Когда мой новый знакомец полез в карман за портсигаром, матрос поклонился и сказал:
– Благодарствуйте. Премного обязан-с…
Ивлев протянул ему папиросу. Учтивый матрос вновь поклонился и, как мне показалось, в свою очередь потянулся к папироске, но вдруг внимательно посмотрел на Сергея Владимировича, разинул рот, отдернул руку и быстро-быстро отошел в сторону, так что я даже не успел увидеть, куда именно он направился. Господин же Ивлев как-то странно замер в неподвижности. Рука его с папиросой нелепо повисла в воздухе. «Что с вами?» – хотел было спросить я и даже открыл рот, но в это самое мгновенье ноги Ивлева словно подкосились, и он тяжко осел на палубу, запрокинув голову и раскинув руки. Папироса выпала из пальцев судебного пристава и покатилась по палубе.
От неожиданности я остолбенел. Лишь услышав чьи-то голоса, опомнился и позвал на помощь. Появившийся в числе первых пароходный врач, осмотрев упавшего, со вздохом сообщил, что господин Ивлев скончался. Причина, по всей видимости, – внезапный сердечный приступ.
Возле тела столпилось несколько пассажиров и матросов, но, сколько я ни озирался, найти того, кто подошел к Ивлеву перед самым несчастьем, мне не удалось. Видимо, матрос был настолько поражен внезапной кончиной незнакомого человека, что не желал более приближаться к нему. По-человечески это было мне вполне понятно. Я и сам захотел как можно скорее оказаться в своей каюте. И прошел туда немедленно, едва тело несчастного господина Ивлева, накрытое парусиной, куда-то унесли двое матросов под присмотром врача и помощника капитана. Хорошо еще, что все случилось поздним вечером, когда пассажиры большей частью уже разошлись по каютам.
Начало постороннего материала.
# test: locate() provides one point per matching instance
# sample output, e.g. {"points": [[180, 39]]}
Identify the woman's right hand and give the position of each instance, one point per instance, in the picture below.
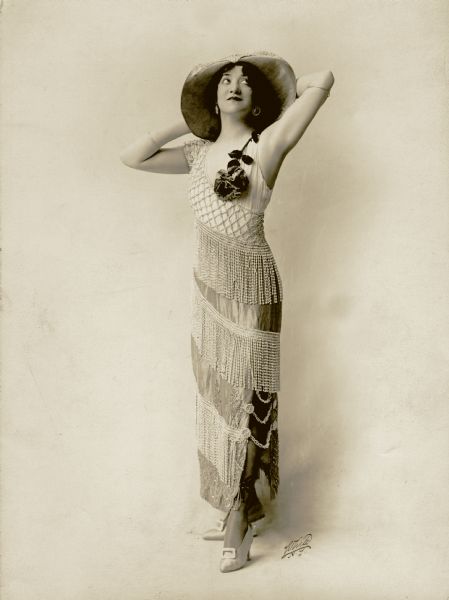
{"points": [[147, 152]]}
Не то, я уверен, начались бы охи да ахи, да паника, да слухи. И то сказать: покойник на пароходе!
Но вот какое удивительное дело: буквально на моих глазах мужчина средних лет, вполне здоровый (внешне, по крайности), распростился с жизнью – а мне до того как будто и дела особого нету! Ну да, неприятно, жутковато даже… Однако вернулся я в свою каюту, разделся, лег… и словно бы уже не со мною все случилось. Нет, странное все-таки существо «человек разумный». Кажется, ведь оглушен изрядно тем, что сосед твой по столику, знакомец, с которым только что пил шампанское и угощался изысканными кушаньями, испустил последнее дыхание и лежит где-то в темноте, обложенный льдом, – а в то же время ровно как и легче стало. И несчастья твои кажутся уже не несчастьями, а неприятностями, вполне житейскими.